One practical way to handle the balance between innovation and intellectual property rights in Section 31D is to create a tiered licensing system that suits different types of broadcasting platforms. This model is able to classify platforms according to how they are used (e.g., conventional broadcasting, interactive streaming, non-interactive streaming) and their technological characteristics. Royalty rates and compliance requirements would adjust based on platform type, guaranteeing fair treatment without overwhelming smaller or newer players. In order to promote transparency, an impartial entity like a revamped Copyright Board could oversee a publicly available database of royalty rates, helping to guide negotiations and reduce conflicts. India could follow the example of the U.S. Music Modernization Act by implementing a blanket licensing system for internet broadcasters, while also providing flexibility for on-demand services.
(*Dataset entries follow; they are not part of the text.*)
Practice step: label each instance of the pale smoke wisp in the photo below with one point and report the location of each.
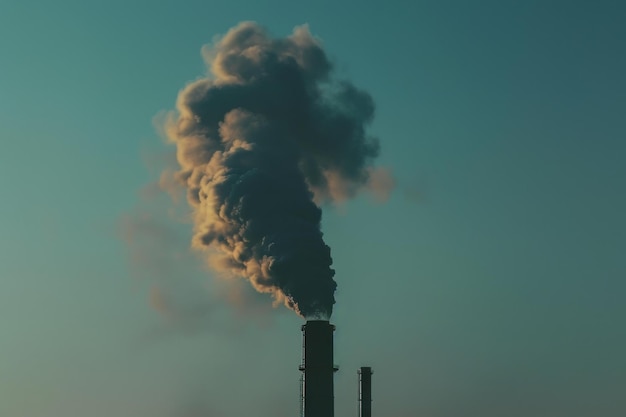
(261, 142)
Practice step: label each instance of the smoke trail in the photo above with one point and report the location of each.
(261, 142)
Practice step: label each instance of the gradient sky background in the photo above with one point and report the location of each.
(490, 284)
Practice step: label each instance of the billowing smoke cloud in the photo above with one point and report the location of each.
(261, 142)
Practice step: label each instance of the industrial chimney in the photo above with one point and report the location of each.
(365, 391)
(317, 368)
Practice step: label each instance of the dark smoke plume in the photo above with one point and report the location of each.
(261, 142)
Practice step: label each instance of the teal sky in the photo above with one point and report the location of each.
(490, 284)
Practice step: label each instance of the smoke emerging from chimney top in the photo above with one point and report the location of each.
(262, 142)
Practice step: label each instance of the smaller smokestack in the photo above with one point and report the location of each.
(365, 391)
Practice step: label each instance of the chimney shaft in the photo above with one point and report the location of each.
(318, 368)
(365, 391)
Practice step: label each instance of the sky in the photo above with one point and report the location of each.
(490, 283)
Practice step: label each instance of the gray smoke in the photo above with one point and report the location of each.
(262, 141)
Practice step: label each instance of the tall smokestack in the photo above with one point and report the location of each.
(365, 391)
(318, 368)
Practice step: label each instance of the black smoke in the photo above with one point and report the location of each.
(262, 141)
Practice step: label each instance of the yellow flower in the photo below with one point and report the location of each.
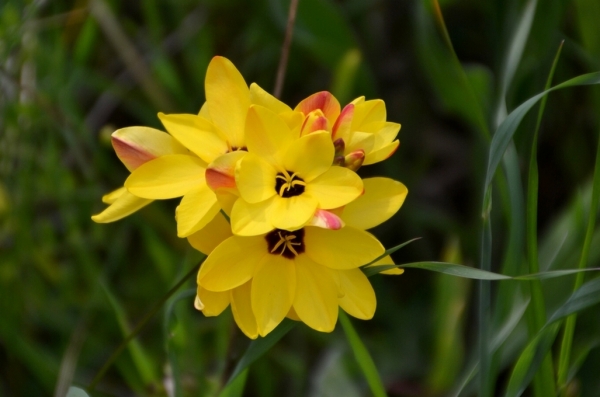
(360, 131)
(299, 273)
(382, 198)
(135, 146)
(364, 131)
(216, 133)
(285, 178)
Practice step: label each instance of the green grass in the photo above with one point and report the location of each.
(500, 179)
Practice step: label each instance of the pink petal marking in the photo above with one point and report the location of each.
(343, 122)
(324, 101)
(326, 220)
(219, 178)
(355, 159)
(131, 155)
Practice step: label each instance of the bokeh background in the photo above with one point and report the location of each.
(71, 72)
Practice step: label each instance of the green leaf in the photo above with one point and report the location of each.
(260, 346)
(362, 357)
(76, 392)
(472, 272)
(506, 130)
(530, 359)
(235, 388)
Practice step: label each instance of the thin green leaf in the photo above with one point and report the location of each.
(390, 252)
(260, 346)
(362, 357)
(530, 359)
(455, 269)
(140, 358)
(76, 392)
(235, 388)
(506, 130)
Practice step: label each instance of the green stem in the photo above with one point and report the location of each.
(362, 357)
(567, 340)
(157, 306)
(544, 380)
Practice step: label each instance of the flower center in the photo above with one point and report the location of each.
(285, 243)
(236, 149)
(287, 184)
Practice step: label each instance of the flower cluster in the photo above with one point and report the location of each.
(272, 196)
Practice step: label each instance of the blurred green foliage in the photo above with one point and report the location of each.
(71, 72)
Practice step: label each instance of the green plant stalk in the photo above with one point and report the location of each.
(157, 306)
(362, 357)
(536, 315)
(567, 340)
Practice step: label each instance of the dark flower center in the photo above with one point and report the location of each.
(285, 243)
(287, 184)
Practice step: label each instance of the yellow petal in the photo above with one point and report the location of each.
(213, 303)
(382, 198)
(310, 156)
(258, 96)
(360, 141)
(204, 112)
(316, 301)
(293, 120)
(386, 135)
(232, 263)
(292, 315)
(368, 112)
(197, 208)
(324, 101)
(381, 154)
(359, 298)
(167, 177)
(267, 134)
(228, 99)
(273, 290)
(195, 133)
(346, 248)
(341, 128)
(137, 145)
(251, 219)
(125, 205)
(241, 307)
(292, 213)
(221, 172)
(335, 188)
(209, 237)
(111, 197)
(255, 179)
(326, 219)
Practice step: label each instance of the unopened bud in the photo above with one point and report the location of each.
(339, 145)
(354, 160)
(339, 160)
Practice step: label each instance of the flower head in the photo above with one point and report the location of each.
(309, 272)
(285, 178)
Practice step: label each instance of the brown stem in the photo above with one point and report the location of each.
(285, 49)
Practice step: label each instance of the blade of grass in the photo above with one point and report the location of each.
(155, 308)
(567, 340)
(463, 271)
(362, 357)
(544, 380)
(530, 359)
(260, 346)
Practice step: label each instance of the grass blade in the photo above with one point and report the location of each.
(362, 357)
(567, 341)
(530, 359)
(260, 346)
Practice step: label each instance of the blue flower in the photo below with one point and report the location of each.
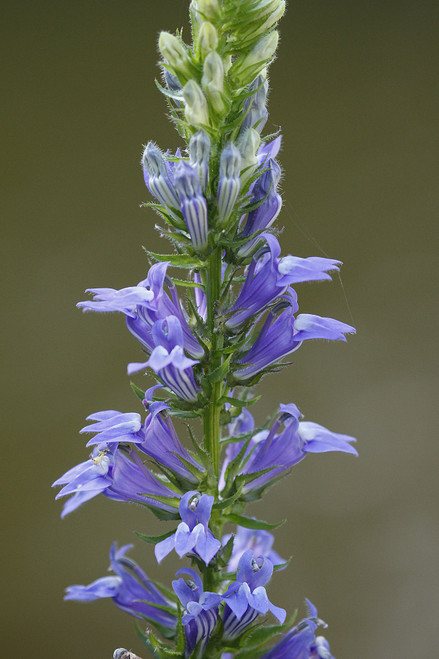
(246, 598)
(114, 427)
(124, 300)
(193, 533)
(300, 642)
(117, 474)
(158, 176)
(279, 450)
(129, 588)
(169, 361)
(282, 334)
(269, 276)
(201, 608)
(259, 541)
(161, 442)
(86, 480)
(143, 305)
(192, 203)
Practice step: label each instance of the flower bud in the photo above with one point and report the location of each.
(207, 38)
(248, 146)
(206, 8)
(156, 176)
(199, 152)
(193, 205)
(175, 53)
(196, 111)
(229, 183)
(273, 18)
(256, 59)
(213, 81)
(255, 106)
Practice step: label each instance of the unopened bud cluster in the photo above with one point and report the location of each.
(212, 318)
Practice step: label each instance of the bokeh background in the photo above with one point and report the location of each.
(355, 92)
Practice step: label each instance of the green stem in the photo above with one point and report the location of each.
(212, 411)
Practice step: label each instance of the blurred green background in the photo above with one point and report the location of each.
(355, 92)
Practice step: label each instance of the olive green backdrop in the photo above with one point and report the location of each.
(355, 92)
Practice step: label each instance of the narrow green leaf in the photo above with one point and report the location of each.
(163, 515)
(154, 539)
(237, 402)
(219, 373)
(138, 391)
(187, 283)
(250, 523)
(177, 260)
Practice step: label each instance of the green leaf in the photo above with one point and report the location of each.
(226, 551)
(177, 260)
(174, 502)
(138, 391)
(257, 637)
(183, 414)
(162, 515)
(250, 523)
(233, 468)
(243, 479)
(237, 402)
(226, 503)
(154, 539)
(144, 637)
(187, 283)
(219, 373)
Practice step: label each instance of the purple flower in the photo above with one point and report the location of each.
(282, 334)
(279, 451)
(160, 441)
(192, 203)
(300, 642)
(125, 300)
(114, 427)
(169, 361)
(129, 588)
(114, 473)
(201, 611)
(268, 277)
(86, 480)
(259, 541)
(193, 533)
(246, 598)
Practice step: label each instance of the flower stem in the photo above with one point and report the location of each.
(212, 411)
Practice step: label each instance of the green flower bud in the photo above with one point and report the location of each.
(196, 111)
(251, 64)
(176, 54)
(248, 146)
(273, 18)
(213, 81)
(207, 38)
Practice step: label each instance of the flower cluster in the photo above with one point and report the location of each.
(234, 321)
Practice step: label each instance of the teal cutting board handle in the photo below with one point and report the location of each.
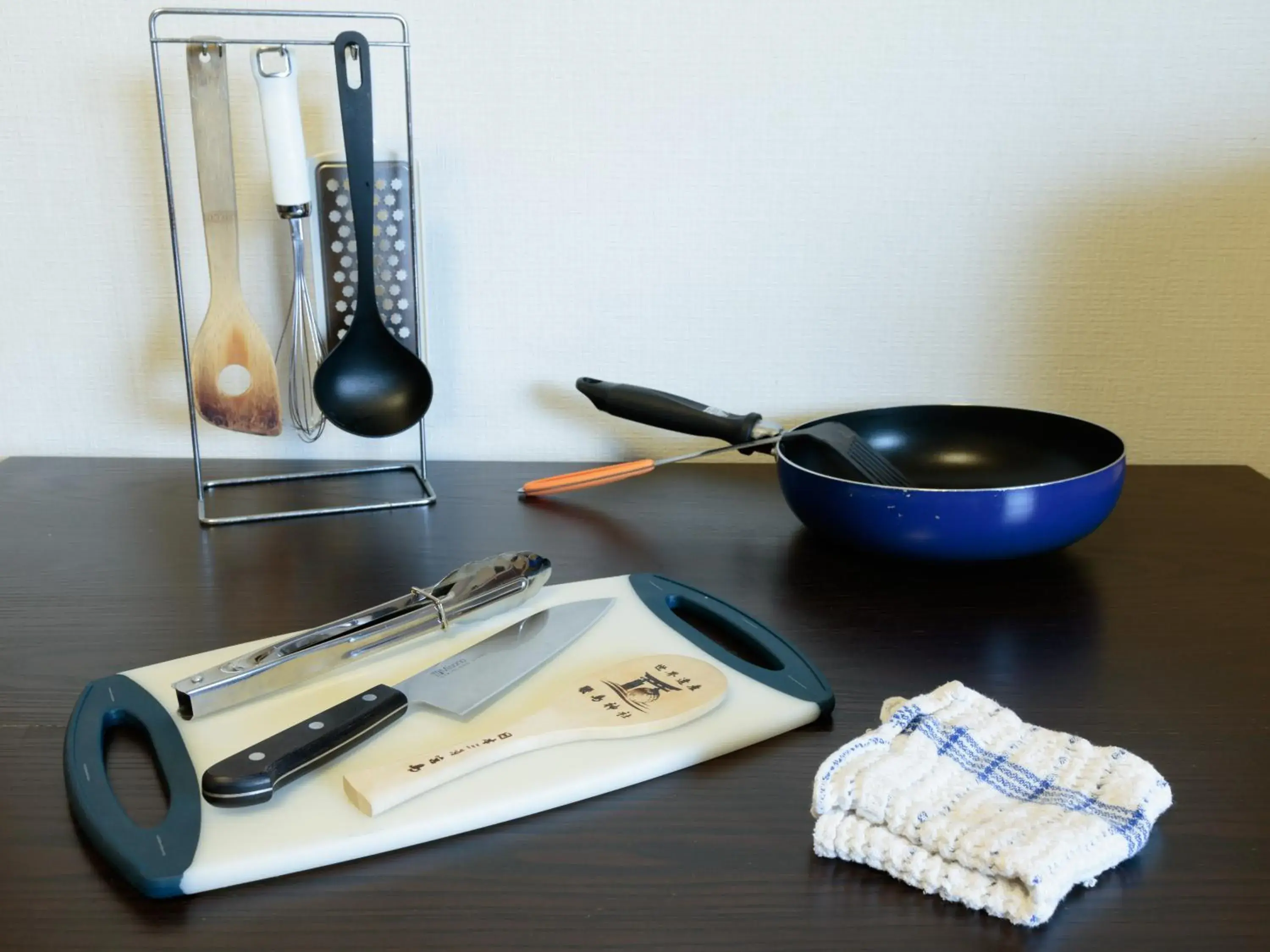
(153, 858)
(760, 653)
(310, 828)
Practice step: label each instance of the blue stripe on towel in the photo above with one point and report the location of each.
(1020, 784)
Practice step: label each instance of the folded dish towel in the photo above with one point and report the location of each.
(955, 795)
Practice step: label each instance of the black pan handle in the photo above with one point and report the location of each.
(252, 775)
(668, 412)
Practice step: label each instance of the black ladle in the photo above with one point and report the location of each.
(370, 385)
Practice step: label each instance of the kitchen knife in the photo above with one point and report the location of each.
(459, 686)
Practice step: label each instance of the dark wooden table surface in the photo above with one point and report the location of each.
(1152, 634)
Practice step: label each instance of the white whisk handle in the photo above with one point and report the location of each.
(284, 131)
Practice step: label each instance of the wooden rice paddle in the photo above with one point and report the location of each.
(625, 700)
(246, 398)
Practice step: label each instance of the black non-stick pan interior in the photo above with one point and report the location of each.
(971, 447)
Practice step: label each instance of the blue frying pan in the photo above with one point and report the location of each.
(987, 482)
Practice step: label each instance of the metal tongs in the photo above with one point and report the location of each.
(474, 591)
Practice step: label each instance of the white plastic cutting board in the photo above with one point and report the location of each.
(312, 823)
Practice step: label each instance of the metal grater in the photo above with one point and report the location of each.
(394, 250)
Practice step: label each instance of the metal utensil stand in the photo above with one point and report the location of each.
(207, 487)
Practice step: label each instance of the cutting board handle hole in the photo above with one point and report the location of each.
(134, 772)
(726, 634)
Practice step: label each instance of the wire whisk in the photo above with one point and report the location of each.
(308, 349)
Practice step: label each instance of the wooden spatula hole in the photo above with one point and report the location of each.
(134, 773)
(724, 634)
(234, 380)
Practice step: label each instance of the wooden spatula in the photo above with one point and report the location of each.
(235, 382)
(628, 699)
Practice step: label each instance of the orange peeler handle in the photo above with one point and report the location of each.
(586, 479)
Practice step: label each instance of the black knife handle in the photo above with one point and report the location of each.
(252, 775)
(656, 408)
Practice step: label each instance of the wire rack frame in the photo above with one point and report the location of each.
(205, 488)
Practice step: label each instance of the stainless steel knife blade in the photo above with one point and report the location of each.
(458, 686)
(465, 682)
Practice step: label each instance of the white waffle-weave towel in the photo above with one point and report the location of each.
(955, 795)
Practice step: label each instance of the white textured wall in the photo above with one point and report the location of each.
(792, 207)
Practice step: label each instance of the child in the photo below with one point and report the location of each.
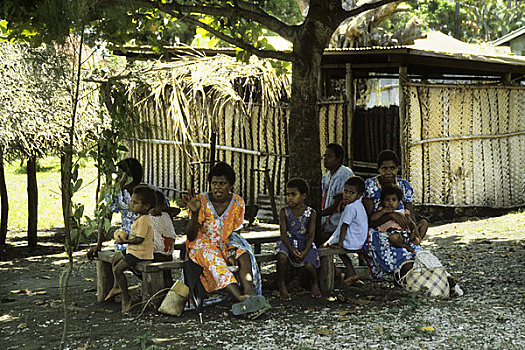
(163, 235)
(139, 243)
(352, 230)
(391, 196)
(332, 186)
(297, 224)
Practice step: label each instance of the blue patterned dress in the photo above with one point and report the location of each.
(384, 258)
(297, 232)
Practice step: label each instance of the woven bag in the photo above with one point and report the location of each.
(427, 275)
(173, 303)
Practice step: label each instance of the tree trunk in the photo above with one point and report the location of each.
(4, 203)
(32, 203)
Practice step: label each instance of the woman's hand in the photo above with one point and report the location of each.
(192, 201)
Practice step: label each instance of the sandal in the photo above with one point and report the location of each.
(258, 313)
(250, 305)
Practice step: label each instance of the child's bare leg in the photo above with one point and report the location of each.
(282, 266)
(122, 283)
(115, 290)
(397, 241)
(422, 227)
(316, 292)
(352, 275)
(245, 273)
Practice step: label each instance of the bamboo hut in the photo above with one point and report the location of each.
(200, 109)
(451, 110)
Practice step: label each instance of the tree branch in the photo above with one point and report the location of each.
(278, 55)
(241, 9)
(341, 15)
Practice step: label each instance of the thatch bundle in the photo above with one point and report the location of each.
(191, 92)
(36, 102)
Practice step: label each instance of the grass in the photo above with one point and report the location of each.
(49, 197)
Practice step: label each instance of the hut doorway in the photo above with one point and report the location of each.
(375, 124)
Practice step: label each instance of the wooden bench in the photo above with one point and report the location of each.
(153, 282)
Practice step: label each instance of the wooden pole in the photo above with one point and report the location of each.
(32, 202)
(350, 105)
(4, 203)
(403, 79)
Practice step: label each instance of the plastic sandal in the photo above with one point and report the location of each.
(248, 306)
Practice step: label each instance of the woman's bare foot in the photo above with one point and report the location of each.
(113, 293)
(316, 293)
(126, 304)
(244, 297)
(353, 281)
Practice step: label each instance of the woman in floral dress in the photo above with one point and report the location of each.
(385, 258)
(213, 241)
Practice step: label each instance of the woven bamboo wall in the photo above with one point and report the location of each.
(465, 145)
(168, 167)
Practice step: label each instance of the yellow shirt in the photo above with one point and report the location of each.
(142, 227)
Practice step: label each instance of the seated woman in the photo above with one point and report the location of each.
(212, 237)
(385, 258)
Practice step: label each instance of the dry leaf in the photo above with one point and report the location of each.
(324, 331)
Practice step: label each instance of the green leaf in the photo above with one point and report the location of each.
(77, 185)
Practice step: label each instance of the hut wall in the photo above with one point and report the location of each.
(259, 141)
(465, 145)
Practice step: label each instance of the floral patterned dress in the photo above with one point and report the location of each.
(213, 240)
(384, 258)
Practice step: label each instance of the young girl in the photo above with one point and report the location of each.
(296, 247)
(163, 235)
(391, 196)
(139, 243)
(352, 229)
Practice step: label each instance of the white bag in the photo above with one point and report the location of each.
(173, 303)
(428, 274)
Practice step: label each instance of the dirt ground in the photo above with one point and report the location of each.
(486, 255)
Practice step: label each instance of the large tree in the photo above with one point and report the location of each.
(237, 22)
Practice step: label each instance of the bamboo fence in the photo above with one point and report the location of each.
(466, 145)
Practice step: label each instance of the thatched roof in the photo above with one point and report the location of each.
(192, 90)
(36, 102)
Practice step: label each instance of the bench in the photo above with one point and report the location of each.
(153, 282)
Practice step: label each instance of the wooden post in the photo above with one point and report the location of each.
(32, 202)
(271, 193)
(403, 79)
(350, 105)
(104, 279)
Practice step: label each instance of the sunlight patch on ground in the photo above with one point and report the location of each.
(8, 318)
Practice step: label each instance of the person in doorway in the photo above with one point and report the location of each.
(332, 185)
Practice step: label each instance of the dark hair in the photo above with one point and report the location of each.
(391, 189)
(146, 194)
(300, 184)
(339, 151)
(357, 182)
(222, 169)
(160, 198)
(132, 168)
(386, 155)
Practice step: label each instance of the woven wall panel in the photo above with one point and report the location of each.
(458, 145)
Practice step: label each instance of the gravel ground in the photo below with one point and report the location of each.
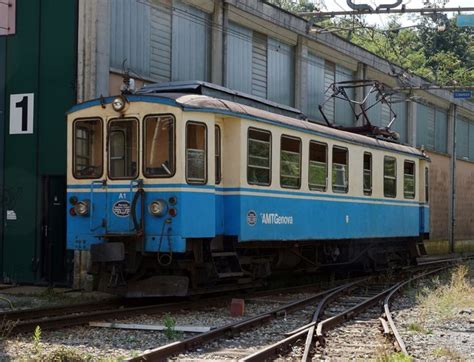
(429, 337)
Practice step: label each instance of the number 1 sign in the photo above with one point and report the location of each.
(21, 113)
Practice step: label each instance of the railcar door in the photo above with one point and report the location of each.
(122, 151)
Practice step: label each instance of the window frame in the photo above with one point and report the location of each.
(395, 177)
(300, 162)
(332, 168)
(191, 182)
(144, 144)
(218, 175)
(368, 192)
(101, 122)
(137, 122)
(270, 168)
(326, 163)
(414, 179)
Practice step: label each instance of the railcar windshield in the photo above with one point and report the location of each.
(159, 146)
(123, 148)
(88, 149)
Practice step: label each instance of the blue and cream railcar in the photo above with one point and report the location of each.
(173, 193)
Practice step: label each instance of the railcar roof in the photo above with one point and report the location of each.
(196, 102)
(205, 102)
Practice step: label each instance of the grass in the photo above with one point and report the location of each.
(445, 301)
(394, 357)
(448, 353)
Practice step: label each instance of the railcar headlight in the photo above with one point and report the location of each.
(119, 104)
(158, 208)
(82, 208)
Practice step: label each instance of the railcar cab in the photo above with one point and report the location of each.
(141, 178)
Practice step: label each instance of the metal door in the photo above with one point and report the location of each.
(55, 261)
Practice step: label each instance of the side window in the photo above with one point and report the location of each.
(218, 148)
(259, 151)
(88, 149)
(290, 162)
(196, 151)
(389, 176)
(409, 179)
(367, 173)
(318, 166)
(123, 149)
(427, 184)
(159, 146)
(340, 169)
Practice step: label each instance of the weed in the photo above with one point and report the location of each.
(64, 354)
(394, 357)
(6, 327)
(416, 327)
(37, 339)
(170, 325)
(445, 300)
(446, 352)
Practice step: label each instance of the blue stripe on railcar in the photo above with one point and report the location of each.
(262, 215)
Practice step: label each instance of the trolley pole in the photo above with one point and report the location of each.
(452, 221)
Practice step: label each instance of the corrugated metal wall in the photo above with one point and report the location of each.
(239, 58)
(441, 131)
(160, 43)
(259, 65)
(329, 78)
(281, 65)
(425, 126)
(343, 110)
(190, 43)
(315, 89)
(462, 138)
(130, 35)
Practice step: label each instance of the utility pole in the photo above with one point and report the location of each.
(452, 208)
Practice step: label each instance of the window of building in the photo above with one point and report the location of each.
(123, 149)
(367, 173)
(290, 162)
(318, 166)
(259, 150)
(218, 155)
(196, 151)
(88, 149)
(390, 177)
(409, 179)
(427, 184)
(340, 169)
(159, 157)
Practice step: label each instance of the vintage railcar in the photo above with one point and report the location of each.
(176, 192)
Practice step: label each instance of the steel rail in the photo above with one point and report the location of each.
(388, 314)
(293, 336)
(164, 352)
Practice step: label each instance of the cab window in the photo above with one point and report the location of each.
(318, 167)
(409, 179)
(259, 149)
(88, 149)
(218, 154)
(367, 173)
(123, 149)
(390, 177)
(196, 151)
(340, 169)
(159, 157)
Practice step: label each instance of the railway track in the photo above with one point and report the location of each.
(333, 328)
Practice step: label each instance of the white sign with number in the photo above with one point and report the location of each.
(21, 113)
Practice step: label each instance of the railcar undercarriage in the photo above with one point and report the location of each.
(208, 266)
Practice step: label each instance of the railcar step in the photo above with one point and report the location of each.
(227, 264)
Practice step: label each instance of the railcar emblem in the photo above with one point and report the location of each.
(121, 208)
(251, 218)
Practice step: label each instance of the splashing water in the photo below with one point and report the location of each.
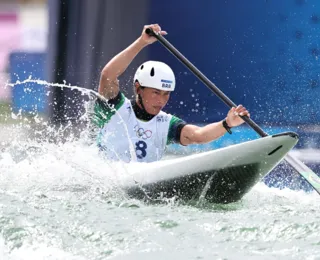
(61, 200)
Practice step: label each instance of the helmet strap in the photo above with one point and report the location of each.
(140, 111)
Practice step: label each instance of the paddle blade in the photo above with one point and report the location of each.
(304, 171)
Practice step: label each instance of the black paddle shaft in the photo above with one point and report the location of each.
(203, 78)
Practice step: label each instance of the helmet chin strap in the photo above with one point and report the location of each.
(141, 111)
(141, 103)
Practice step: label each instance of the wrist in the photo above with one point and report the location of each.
(226, 125)
(141, 43)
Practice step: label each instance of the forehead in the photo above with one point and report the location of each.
(158, 90)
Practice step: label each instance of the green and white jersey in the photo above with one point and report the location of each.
(125, 137)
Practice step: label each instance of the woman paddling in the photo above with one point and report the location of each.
(139, 129)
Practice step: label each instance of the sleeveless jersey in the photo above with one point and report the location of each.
(123, 136)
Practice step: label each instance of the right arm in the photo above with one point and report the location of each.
(109, 84)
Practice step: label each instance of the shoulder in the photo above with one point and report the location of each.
(163, 117)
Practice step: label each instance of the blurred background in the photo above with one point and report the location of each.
(261, 53)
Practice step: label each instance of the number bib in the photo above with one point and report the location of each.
(125, 137)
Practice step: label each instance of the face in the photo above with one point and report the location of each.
(153, 99)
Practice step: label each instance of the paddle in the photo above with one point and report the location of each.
(312, 178)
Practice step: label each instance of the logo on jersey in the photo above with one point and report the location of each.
(141, 133)
(162, 119)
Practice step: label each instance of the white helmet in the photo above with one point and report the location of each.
(155, 74)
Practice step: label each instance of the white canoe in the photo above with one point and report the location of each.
(220, 176)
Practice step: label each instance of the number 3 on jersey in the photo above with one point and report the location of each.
(141, 147)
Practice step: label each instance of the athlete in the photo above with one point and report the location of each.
(138, 130)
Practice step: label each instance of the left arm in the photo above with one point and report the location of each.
(192, 134)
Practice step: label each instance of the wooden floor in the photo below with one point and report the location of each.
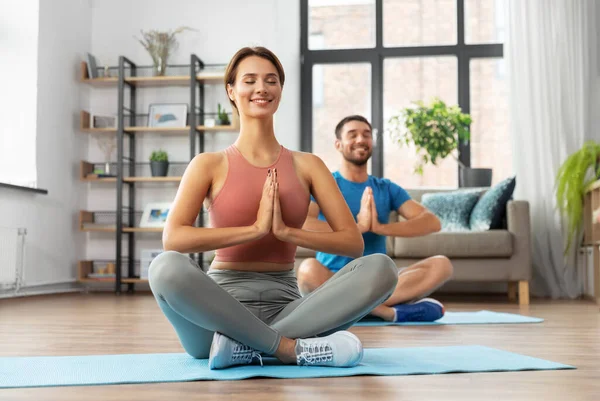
(80, 324)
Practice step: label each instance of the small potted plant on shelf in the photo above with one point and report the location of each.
(222, 117)
(159, 163)
(577, 172)
(436, 130)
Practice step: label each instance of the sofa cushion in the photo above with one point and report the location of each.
(452, 208)
(495, 243)
(490, 211)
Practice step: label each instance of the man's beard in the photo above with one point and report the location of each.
(358, 162)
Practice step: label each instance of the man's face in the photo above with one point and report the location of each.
(356, 143)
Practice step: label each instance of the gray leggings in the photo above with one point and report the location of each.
(197, 306)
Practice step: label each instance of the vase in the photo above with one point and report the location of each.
(160, 66)
(159, 169)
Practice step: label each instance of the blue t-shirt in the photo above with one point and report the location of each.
(387, 195)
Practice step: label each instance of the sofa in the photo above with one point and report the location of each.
(497, 255)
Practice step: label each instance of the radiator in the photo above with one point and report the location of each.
(12, 251)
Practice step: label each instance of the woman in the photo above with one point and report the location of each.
(257, 194)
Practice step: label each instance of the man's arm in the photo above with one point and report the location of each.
(312, 222)
(419, 221)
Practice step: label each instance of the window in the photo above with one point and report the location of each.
(375, 57)
(342, 24)
(419, 22)
(345, 89)
(489, 111)
(406, 79)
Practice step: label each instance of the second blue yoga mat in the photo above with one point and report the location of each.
(50, 371)
(479, 317)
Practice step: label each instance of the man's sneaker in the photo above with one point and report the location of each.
(423, 310)
(341, 349)
(225, 352)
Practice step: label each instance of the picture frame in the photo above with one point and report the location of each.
(155, 214)
(167, 115)
(103, 121)
(146, 258)
(92, 66)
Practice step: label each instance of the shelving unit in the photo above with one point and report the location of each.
(122, 221)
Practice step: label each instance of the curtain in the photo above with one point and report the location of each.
(551, 60)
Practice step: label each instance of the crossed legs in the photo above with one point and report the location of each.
(197, 307)
(414, 282)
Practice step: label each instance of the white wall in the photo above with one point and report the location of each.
(221, 29)
(53, 241)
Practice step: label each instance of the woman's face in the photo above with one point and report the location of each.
(257, 90)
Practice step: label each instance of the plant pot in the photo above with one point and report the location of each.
(159, 169)
(475, 177)
(160, 66)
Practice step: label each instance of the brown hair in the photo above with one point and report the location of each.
(259, 51)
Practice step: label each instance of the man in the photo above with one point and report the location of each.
(371, 199)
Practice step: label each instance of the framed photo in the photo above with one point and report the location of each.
(167, 115)
(103, 121)
(146, 257)
(155, 214)
(92, 66)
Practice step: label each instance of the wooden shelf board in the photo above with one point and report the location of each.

Ultimately, implementing a collaborative governance structure, in which copyright holders, broadcasters, and technology experts work together to establish equitable practices, can foster a flexible regulatory framework. This method would showcase changing digital patterns while guaranteeing equitable payment for creators and smooth public entry to content.

CONCLUSION

Considering internet and online streaming platforms as Broadcasting Organisations under Section 31D would ensure fairness among all broadcasting mediums when it comes to showcasing copyrighted content. The creators of the work will receive fair compensation in the form of a set royalty, while the general public will be able to enjoy access to the copyrighted material. This measure would improve the organization and transparency of the licensing model for broadcasting companies. The most recent 161st Report of the Rajya Sabha Parliamentary Standing Committee explains that the Legislature plans to incorporate internet and online streaming platforms under Section 31D, acknowledging them as broadcasting organizations. This update signifies a change in legislative purpose to include these contemporary broadcasting methods. 

The Music Modernization Act of 2018 in the USA  is a prime illustration of how internet streaming services and statutory licensing can be effectively incorporated into copyright law. It achieved a fine equilibrium by safeguarding the rights of music creators and publishers to reward their creativity, while also streamlining licensing procedures for on-demand streaming services, making it easier for the public to access musical works. It is important to encourage the creation of new music by protecting creators’ rights and ensuring they are compensated, but it is also crucial to promote innovation in delivering recorded music for greater social benefit.